Cookies are small text files stored on your device that help remember your preferences and enable website functions. Tracking pixels are tiny, invisible images embedded in web pages and emails that help us understand how you interact with our content and measure engagement.

We use these technologies to maintain your session security and enable core website features, to analyse how our website is used and identify areas for improvement, and to personalise your experience by tailoring content to your interests.

You can manage these technologies by adjusting your browser settings, using privacy-focused browser extensions, configuring your email client to block images, or using our cookie preference settings. Note that blocking all cookies may affect website functionality and your user experience.

Artificial Intelligence (AI) Technologies

Overview

We use artificial intelligence and machine learning technologies in our business operations and services, including AI tools provided by third parties. We only use these technologies when legally permitted and necessary for our business.

How we use AI

We may use AI technologies to conduct analysis and data processing, generate and modify content and coding, improve and optimise our services and operations, automate routine tasks and communications, personalise your experience with our services, support quality assurance processes and assist with customer support and queries.

Data protection and security

When we work with third-party AI providers, we ensure they handle your personal information in accordance with privacy laws through contractual requirements and appropriate safeguards.

Your rights and our commitments

Any information generated or inferred about you by AI technologies is treated as personal information, and you maintain all the rights outlined in this privacy policy.
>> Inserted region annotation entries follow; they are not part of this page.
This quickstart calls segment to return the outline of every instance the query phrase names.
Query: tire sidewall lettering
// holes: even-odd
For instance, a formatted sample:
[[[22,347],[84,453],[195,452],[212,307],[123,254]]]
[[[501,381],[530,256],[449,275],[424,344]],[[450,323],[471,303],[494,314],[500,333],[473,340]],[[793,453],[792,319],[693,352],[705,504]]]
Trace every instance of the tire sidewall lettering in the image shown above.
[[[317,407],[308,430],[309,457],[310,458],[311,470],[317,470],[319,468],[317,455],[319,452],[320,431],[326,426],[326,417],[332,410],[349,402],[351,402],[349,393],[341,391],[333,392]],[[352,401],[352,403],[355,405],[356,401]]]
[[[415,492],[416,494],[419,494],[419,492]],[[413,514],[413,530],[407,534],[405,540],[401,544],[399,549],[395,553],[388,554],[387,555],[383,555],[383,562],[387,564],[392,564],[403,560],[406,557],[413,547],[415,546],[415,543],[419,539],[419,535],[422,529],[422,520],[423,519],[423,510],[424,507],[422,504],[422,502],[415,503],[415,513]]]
When using AI with your personal information, we commit to:

Transparency and control
  • We will inform you when AI is used to make decisions that may significantly affect you

  • We maintain human oversight and review of significant AI-generated decisions

  • Our staff are trained to understand AI limitations and verify outputs before relying on them

  • We implement processes to verify the accuracy of AI-generated outputs

Risk mitigation
  • We regularly assess and document risks associated with using AI to process personal information

  • We implement appropriate measures to address these risks

  • We continuously monitor AI performance and regularly review their impact, their accuracy and their reliability.

Amendments

We may update this policy at any time by posting the revised version on our website. We recommend that you review our website regularly to stay current with any policy changes.